Under the new approach, such sites will have no formal isolation or testing requirements for attendees.
The move that will release people early from quarantine and ease pressure on overwhelmed testing clinics by requiring fewer people who have come into contact with the virus to be tested.
ACT Health said the new risk assessments would focus on identifying sites where COVID-19 was at risk of being transmitted into high-risk settings, such as healthcare facilities, and at-risk population groups.
The ACT broke its daily case number record again on Tuesday with 252 fresh infections of COVID-19, as significant demand for PCR tests continued at government-run clinics. There were 908 active COVID-19 cases at 8pm on Monday night.
The Basement in Belconnen, which had been identified as a close contact exposure site on the night of Friday, December 17, was reclassified as a monitor-for-symptoms site on Tuesday, despite extensive virus transmission.
The ACT's chief health officer, Dr Kerryn Coleman, last Thursday said exposure times at The Basement and the Mooseheads nightclub would stay classed as close contact sites. "I would consider them high-risk impact sites. Absolutely," Dr Coleman said at the time.
ACT Health says monitor exposure locations "have a lower risk of onward transmission" to people present.

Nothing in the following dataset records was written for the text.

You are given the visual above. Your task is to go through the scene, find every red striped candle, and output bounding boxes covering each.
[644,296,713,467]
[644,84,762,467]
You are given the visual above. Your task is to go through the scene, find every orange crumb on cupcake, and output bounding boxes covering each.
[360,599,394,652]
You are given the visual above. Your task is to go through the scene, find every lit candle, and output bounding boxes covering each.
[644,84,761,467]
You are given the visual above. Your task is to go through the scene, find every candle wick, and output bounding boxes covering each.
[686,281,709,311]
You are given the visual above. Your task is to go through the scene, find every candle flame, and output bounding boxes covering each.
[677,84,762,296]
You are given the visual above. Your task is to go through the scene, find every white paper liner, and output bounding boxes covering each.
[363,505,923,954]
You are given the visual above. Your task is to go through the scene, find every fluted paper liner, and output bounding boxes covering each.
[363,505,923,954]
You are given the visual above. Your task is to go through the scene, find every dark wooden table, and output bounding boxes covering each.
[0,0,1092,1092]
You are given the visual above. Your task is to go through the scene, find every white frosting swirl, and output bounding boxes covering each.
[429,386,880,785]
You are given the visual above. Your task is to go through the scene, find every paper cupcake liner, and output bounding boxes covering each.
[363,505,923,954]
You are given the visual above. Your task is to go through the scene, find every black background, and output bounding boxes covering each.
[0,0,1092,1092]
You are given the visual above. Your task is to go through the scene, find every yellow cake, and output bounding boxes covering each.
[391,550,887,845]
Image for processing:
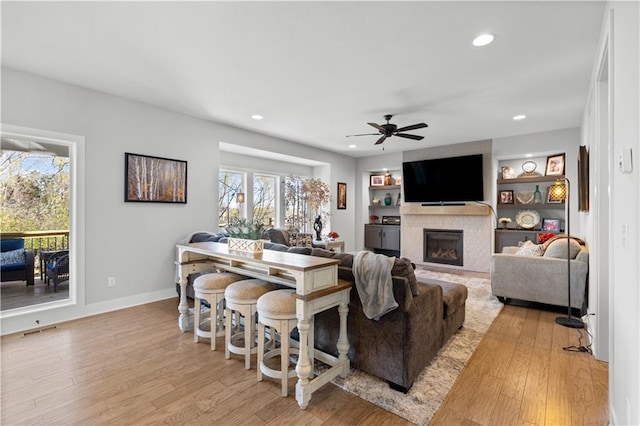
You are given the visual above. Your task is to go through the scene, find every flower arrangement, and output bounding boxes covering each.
[302,179,331,214]
[225,218,264,240]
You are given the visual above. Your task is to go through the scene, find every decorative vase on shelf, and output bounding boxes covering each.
[533,185,542,204]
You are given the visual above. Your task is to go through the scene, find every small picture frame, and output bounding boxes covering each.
[547,186,564,204]
[369,175,384,186]
[544,154,564,176]
[540,219,560,234]
[498,189,514,204]
[337,182,347,210]
[502,166,516,179]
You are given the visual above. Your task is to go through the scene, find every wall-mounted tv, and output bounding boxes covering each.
[402,154,484,204]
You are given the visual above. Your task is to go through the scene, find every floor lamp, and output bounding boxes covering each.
[549,178,584,328]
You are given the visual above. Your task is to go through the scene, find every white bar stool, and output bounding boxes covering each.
[193,272,247,351]
[224,279,276,370]
[257,290,299,396]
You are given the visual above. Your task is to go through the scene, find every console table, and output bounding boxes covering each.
[313,240,344,253]
[176,242,352,409]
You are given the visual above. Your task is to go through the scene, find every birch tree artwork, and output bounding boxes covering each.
[125,153,187,204]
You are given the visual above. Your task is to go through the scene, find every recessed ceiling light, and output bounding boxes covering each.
[473,34,496,47]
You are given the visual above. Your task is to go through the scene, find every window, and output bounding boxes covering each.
[253,174,277,226]
[218,170,244,229]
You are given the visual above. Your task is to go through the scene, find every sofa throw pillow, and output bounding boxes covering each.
[0,249,26,265]
[267,228,290,246]
[544,238,580,259]
[391,257,420,297]
[516,241,544,256]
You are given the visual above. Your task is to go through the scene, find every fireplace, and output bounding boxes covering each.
[423,228,464,266]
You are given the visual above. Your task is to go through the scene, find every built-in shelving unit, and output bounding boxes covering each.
[495,158,565,252]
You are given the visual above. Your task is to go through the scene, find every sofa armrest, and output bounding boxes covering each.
[491,253,589,309]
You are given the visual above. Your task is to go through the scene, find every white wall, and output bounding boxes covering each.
[584,2,640,425]
[2,68,355,333]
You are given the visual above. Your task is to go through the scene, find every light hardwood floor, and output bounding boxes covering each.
[0,299,608,426]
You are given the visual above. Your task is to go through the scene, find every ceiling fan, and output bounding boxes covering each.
[347,114,429,145]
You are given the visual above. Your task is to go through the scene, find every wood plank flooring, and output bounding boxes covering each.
[0,298,608,426]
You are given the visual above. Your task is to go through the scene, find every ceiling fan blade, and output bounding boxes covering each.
[367,123,387,133]
[393,133,424,141]
[396,123,429,132]
[347,133,380,138]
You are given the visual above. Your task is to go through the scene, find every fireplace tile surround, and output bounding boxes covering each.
[400,204,493,273]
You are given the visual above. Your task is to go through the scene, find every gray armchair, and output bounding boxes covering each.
[491,239,589,314]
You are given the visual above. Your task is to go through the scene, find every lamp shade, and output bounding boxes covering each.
[549,179,567,201]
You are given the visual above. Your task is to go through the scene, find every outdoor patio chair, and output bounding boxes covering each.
[46,250,69,292]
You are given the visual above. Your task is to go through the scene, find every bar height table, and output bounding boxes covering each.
[176,242,352,409]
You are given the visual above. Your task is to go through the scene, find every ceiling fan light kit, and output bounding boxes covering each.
[347,114,429,145]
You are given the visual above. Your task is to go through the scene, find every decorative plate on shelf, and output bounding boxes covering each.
[516,210,540,229]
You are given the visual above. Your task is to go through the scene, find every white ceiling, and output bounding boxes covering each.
[2,1,604,157]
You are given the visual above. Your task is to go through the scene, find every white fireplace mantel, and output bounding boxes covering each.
[400,204,491,216]
[400,204,494,272]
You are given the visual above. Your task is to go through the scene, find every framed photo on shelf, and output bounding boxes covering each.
[498,189,513,204]
[547,186,564,204]
[502,166,516,179]
[544,154,564,176]
[540,219,560,233]
[124,152,187,204]
[338,182,347,210]
[369,175,384,186]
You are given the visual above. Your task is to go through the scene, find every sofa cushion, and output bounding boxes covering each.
[267,228,290,246]
[391,257,420,296]
[0,249,26,267]
[515,240,544,256]
[544,238,580,259]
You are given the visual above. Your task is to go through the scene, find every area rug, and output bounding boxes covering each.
[333,270,502,425]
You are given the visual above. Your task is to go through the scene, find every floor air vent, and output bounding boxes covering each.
[22,325,58,337]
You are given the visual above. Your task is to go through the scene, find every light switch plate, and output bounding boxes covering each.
[618,148,633,173]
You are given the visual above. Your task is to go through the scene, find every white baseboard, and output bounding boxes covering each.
[85,287,178,318]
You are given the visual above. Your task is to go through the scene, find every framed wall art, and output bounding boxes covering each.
[544,154,564,176]
[540,219,560,233]
[498,189,513,204]
[502,166,516,179]
[124,152,187,204]
[369,175,384,186]
[338,182,347,210]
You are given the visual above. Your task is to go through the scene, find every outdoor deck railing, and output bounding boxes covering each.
[2,230,69,278]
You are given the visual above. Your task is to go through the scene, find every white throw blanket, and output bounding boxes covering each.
[352,251,398,321]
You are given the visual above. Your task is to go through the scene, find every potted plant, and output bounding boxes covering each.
[225,218,264,253]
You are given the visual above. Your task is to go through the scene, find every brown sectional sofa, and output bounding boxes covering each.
[178,234,467,392]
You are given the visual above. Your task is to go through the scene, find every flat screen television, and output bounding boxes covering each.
[402,154,484,204]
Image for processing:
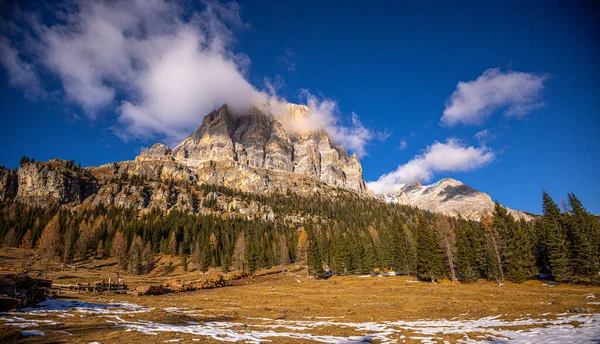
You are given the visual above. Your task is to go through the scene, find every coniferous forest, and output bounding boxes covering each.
[0,185,600,283]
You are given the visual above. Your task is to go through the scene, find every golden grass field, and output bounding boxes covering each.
[0,250,600,344]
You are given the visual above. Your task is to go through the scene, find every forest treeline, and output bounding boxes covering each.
[0,185,600,283]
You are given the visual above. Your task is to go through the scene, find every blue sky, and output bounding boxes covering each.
[0,1,600,213]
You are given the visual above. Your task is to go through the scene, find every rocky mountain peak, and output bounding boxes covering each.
[384,178,533,220]
[142,104,367,193]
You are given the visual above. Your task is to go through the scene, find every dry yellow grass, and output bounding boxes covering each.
[0,251,600,343]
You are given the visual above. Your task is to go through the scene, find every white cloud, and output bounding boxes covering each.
[441,68,547,126]
[367,138,495,194]
[0,36,44,99]
[0,0,379,155]
[274,90,390,157]
[275,47,296,72]
[398,138,408,150]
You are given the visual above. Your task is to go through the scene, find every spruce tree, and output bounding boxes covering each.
[416,213,444,282]
[568,193,600,278]
[541,191,573,282]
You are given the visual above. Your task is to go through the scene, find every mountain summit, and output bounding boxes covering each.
[136,104,367,193]
[383,178,533,221]
[0,104,368,211]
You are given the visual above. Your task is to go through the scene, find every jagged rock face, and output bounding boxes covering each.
[0,165,18,201]
[17,159,98,205]
[165,105,367,193]
[136,143,173,161]
[384,178,533,221]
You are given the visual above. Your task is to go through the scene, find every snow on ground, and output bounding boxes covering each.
[0,300,600,343]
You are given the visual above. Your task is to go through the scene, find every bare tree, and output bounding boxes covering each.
[63,229,75,271]
[38,215,61,276]
[233,231,246,271]
[111,232,127,282]
[298,228,309,277]
[277,234,290,271]
[19,229,33,250]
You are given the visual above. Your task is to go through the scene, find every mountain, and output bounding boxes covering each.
[0,104,368,214]
[383,178,533,221]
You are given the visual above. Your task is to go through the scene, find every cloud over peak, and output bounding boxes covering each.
[0,0,375,155]
[441,68,548,126]
[367,138,495,195]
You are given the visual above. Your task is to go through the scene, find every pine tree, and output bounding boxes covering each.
[38,214,61,276]
[277,234,290,271]
[435,214,456,282]
[129,235,143,275]
[306,228,323,276]
[494,202,535,283]
[181,253,188,272]
[416,213,444,282]
[481,213,504,284]
[568,193,600,278]
[246,237,260,275]
[111,231,127,274]
[456,220,480,283]
[142,241,154,274]
[541,191,573,282]
[63,228,77,271]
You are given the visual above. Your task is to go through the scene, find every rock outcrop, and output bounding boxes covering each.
[17,159,98,205]
[0,165,18,202]
[0,104,367,215]
[384,178,533,221]
[166,105,367,193]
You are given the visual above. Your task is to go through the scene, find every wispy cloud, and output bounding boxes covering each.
[0,36,44,100]
[441,68,548,126]
[398,138,408,150]
[0,0,384,155]
[275,47,296,72]
[367,138,495,194]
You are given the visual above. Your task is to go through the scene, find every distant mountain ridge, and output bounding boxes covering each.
[382,178,534,221]
[0,104,369,212]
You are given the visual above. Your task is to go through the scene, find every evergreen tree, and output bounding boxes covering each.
[456,220,481,283]
[306,227,323,276]
[416,213,444,282]
[38,214,61,276]
[142,242,154,274]
[111,231,127,274]
[181,252,188,272]
[541,191,573,282]
[568,193,600,278]
[494,202,535,283]
[129,236,143,275]
[19,229,33,250]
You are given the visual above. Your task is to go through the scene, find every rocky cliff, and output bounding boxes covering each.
[152,104,367,193]
[0,104,367,218]
[384,178,533,221]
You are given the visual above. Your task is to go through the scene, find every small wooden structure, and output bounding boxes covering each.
[54,279,128,294]
[0,274,52,312]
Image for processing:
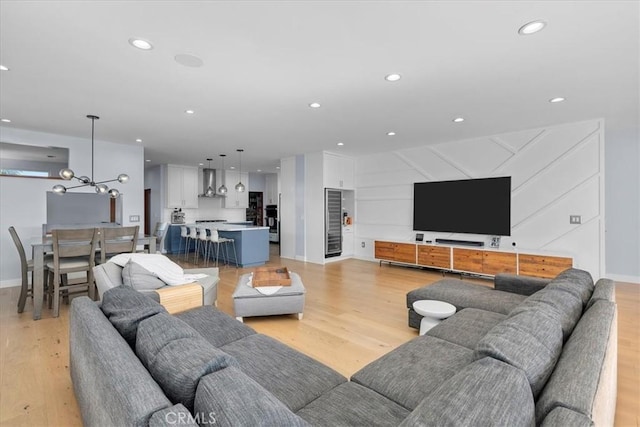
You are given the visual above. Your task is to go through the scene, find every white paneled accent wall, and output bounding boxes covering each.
[355,120,605,278]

ACT Health said the changes to exposure sites would not change the requirement for people to be tested for COVID-19 if they were classed as contacts based on interactions with a confirmed case.
"Symptom-free individuals who have been to a 'monitor-for-symptoms' location at the specified time no longer need to quarantine and do not require a COVID-19 test," ACT Health said in a statement.
"However, people who have attended these locations should be particularly vigilant for any symptoms, and if they develop, they should get tested with a COVID-19 PCR test and isolate until a negative result is received."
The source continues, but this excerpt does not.